Julien tra­vaille avec ses par­ents dans une ferme d’expérimentation végé­tale où l’on crée de nou­velles var­iétés. Il souhaite s’installer ailleurs pour élever des vach­es à lait ou à viande, mais il ne peut pas pour l’instant, faute de moyen et de place. «Je sais que dans les dix ans, beau­coup d’exploitations vont être à ven­dre, mais pour l’instant, je n’ai pas trou­vé, explique-t-il. La quan­tité de papiers à fournir pour s’installer et pour pré­ten­dre à des labels sont un peu effrayants aus­si, grince-t-il. Ça dis­suade un peu».

Julien et Jus­tine arborent les couleurs de leur syn­di­cat dans les allées presque vides du Salon. ©Alexan­dre Carré/Vert

Jus­tine ne sait pas encore très bien dans quel type d’élevage elle pra­ti­quera, mais elle sait déjà qu’«il va fal­loir qu’on s’habitue aux change­ments cli­ma­tiques. Je pense qu’on est prêt à chang­er, mais il faut que la rémunéra­tion suive». Actuelle­ment, les prix des pro­duits issus de l’agriculture biologique avoisi­nent ceux de l’agriculture con­ven­tion­nelle : «Ce n’est pas nor­mal qu’un agricul­teur qui fait l’effort de se pass­er de pes­ti­cides ou d’engrais chim­iques soit con­traint de ven­dre ses pro­duits au même prix qu’un autre qui ne fait pas l’effort».
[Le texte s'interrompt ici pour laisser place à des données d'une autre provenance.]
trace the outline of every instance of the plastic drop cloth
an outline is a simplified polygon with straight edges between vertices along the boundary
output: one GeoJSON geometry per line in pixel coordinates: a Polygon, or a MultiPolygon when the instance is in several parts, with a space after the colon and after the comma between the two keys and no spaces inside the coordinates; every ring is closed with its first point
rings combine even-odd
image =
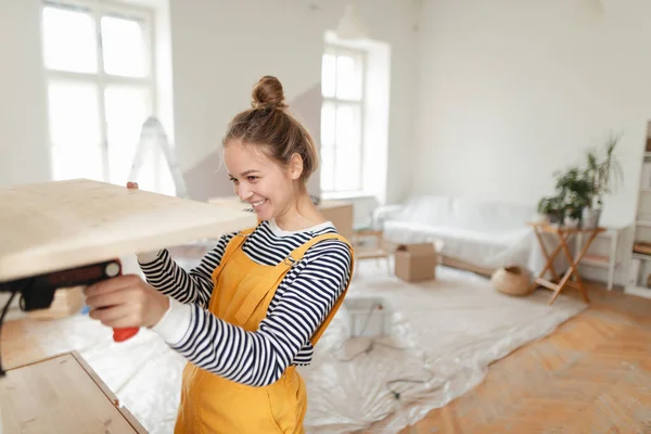
{"type": "MultiPolygon", "coordinates": [[[[420,284],[375,267],[374,261],[357,265],[348,296],[385,299],[392,335],[348,340],[348,316],[340,310],[312,365],[299,368],[308,393],[308,433],[398,432],[473,388],[492,361],[586,307],[564,295],[547,306],[548,291],[510,297],[485,279],[444,267],[435,281],[420,284]]],[[[149,432],[173,432],[182,357],[144,329],[117,344],[111,330],[86,316],[56,327],[149,432]]]]}

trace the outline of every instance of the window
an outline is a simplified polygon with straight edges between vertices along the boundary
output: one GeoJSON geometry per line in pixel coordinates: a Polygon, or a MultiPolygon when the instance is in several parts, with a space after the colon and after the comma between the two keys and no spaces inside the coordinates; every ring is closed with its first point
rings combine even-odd
{"type": "MultiPolygon", "coordinates": [[[[126,184],[140,130],[156,113],[152,14],[107,2],[42,7],[49,138],[56,180],[126,184]]],[[[161,162],[138,181],[157,186],[161,162]]]]}
{"type": "Polygon", "coordinates": [[[362,190],[365,52],[328,46],[321,66],[321,191],[362,190]]]}

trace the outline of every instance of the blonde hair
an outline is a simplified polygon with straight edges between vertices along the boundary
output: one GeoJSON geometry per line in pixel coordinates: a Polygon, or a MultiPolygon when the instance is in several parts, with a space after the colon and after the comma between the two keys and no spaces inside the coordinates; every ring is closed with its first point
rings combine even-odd
{"type": "Polygon", "coordinates": [[[233,140],[260,146],[284,166],[298,154],[303,159],[301,181],[306,183],[319,165],[319,155],[307,129],[288,112],[280,80],[260,78],[253,88],[251,106],[230,122],[224,146],[233,140]]]}

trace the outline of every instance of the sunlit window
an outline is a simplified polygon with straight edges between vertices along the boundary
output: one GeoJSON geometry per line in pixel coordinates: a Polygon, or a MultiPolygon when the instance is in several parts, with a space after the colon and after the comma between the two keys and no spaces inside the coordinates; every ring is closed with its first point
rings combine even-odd
{"type": "Polygon", "coordinates": [[[328,47],[321,66],[321,191],[360,191],[363,52],[328,47]]]}
{"type": "Polygon", "coordinates": [[[53,176],[125,184],[142,124],[155,114],[152,23],[144,10],[84,4],[42,8],[53,176]]]}

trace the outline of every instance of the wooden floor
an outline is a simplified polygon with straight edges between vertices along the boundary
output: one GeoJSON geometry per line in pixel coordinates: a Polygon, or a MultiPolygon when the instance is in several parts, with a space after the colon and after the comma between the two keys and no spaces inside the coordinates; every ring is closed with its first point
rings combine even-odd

Si cer­taines annonces vont dans le bon sens selon les syn­di­cats, la majorité des voix qui se sont élevées same­di matin, comptent main­tenir la mobil­i­sa­tion dans l’attente de résul­tats con­crets sur le ter­rain. «Aujourd’hui, il n’y a plus de syn­di­cat ou de par­tis poli­tique, résume Dominique Pipet. On est tous sous la même ban­nière».